Elle ne supportait plus le stress ambiant. Elle ne voyait plus le sens du soin dans ce qui lui était demandé. Elle avait aussi peur pour ses proches.
Trop de tensions à supporter au quotidien l’ont ainsi amenée à s’arrêter, et à faire un bilan de compétences afin d’envisager une réorientation.
Des rites de deuil profondément bouleversés
Bien des soignants ont également souffert de l’absence des familles au chevet de malades. Ils ont dû prendre la place que les proches ne pouvaient plus assumer par la force des choses.
Ce double investissement de soignant et d’aidant a été particulièrement dur à vivre, notamment en réanimation où de nombreux patients sont morts seuls… Certains soignants ont reçu les dernières paroles de leur patient et ont dû se faire les messagers du patient vers sa famille…
De même, les rites du deuil ont été modifiés ne permettant pas au soignant de s’occuper des patients comme en temps ordinaire. Tous ces vécus ne sont pas anodins et ont souvent été sources de stress, de tristesse ou d’angoisse, engendrant frustration, questionnements et mal être.
Bien entendu, la situation est particulièrement difficile à vivre pour ceux qui sont en première ligne, travaillent en secteur Covid et qui voient, depuis des mois, des patients mourir du virus.
Six points d’attention pour tenir le coup et surmonter la crise sanitaire
1- Écouter le langage du corps malgré l’agitation ambiante.
- Comment est-ce que je vis au travail ?
- Comment je me sens ?
- Quelles sont mes peurs, mes frustrations ?
- Mes désillusions ? Mes déceptions ?
- Qu’en dit mon corps ?
2-Souffler.
Avant d’être soignant, vous êtes cet homme ou cette femme ayant des besoins fondamentaux à respecter. Vous avez une vie personnelle avec des projets et des essentiels qui vous équilibrent et que votre métier n’a pas à écraser, même en temps de crise. La charge de travail actuelle ne légitime pas que vous deveniez des techniciens du soin à répétition ! Protégez votre personne et oxygénez-vous l’esprit et le corps. Une autre vie existe que celle de l’hôpital.
3- Prendre du recul.
Faire un retour sur ce que l’on vit est un moyen efficace pour éviter la saturation.

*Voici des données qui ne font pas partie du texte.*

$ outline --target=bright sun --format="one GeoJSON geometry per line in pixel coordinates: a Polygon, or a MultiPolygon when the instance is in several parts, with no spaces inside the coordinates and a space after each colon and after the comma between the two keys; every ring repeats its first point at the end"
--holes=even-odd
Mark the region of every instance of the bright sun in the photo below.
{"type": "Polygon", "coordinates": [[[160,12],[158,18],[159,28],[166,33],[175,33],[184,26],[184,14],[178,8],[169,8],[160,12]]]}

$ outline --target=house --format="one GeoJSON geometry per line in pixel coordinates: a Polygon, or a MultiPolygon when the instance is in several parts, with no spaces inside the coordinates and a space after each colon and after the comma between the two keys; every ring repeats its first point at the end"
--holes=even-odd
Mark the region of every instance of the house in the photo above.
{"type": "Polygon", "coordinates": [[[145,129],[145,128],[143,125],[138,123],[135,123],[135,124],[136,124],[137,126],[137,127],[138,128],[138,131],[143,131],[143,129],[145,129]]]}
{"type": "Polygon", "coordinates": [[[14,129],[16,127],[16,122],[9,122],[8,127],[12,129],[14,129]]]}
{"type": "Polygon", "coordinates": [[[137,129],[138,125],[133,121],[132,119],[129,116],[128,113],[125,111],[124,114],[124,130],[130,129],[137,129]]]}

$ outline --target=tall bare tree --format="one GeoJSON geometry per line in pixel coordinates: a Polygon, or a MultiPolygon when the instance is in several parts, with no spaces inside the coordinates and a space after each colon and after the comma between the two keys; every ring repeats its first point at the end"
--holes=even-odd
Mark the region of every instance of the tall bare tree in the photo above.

Faites une pause pour interroger vos motivations, ce qui vous porte dans votre travail, ce qui lui donne du sens et ce qui vous a aussi fait choisir d’être soignant peut-être moteur de votre engagement au fil des jours. Cela peut vous aider à garder le cap malgré toutes les difficultés présentes que vous rencontrez dans cette période troublée.
4- Lever le pied.
N’ayez pas peur de dire à votre manager que l’on vous en demande trop et que vous ne vous sentez pas en sécurité. Soyez attentif aux glissements de tâches et aux dérives progressives… Même en temps de crise, vous n’avez pas à accepter tout et n’importe quoi. Le dépassement de vos tâches n’est pas un service que vous vous rendez à vous-même. Le premier dont vous devez prendre soin, c’est vous !
5- Oser la parole
Oser la parole pour faire le point sur ce que vous vivez durant cette crise sanitaire. Parler peut-être libérateur. Verbaliser aide à prendre du recul et à mieux prendre conscience de ce que l’on vit. Mettre des mots permet de poser des gardes fous. Dans cette période où l’on ne peut guère se distraire par des loisirs extérieurs, communiquer est fondamental.
6- Ne pas s’isoler.
Si vous encaissez les coups durs depuis plusieurs mois, soyez vigilant à ne pas vous replier sur vous-même en ce temps de crise. Serrer les poings en attendant que la crise passe n’est pas une posture durable.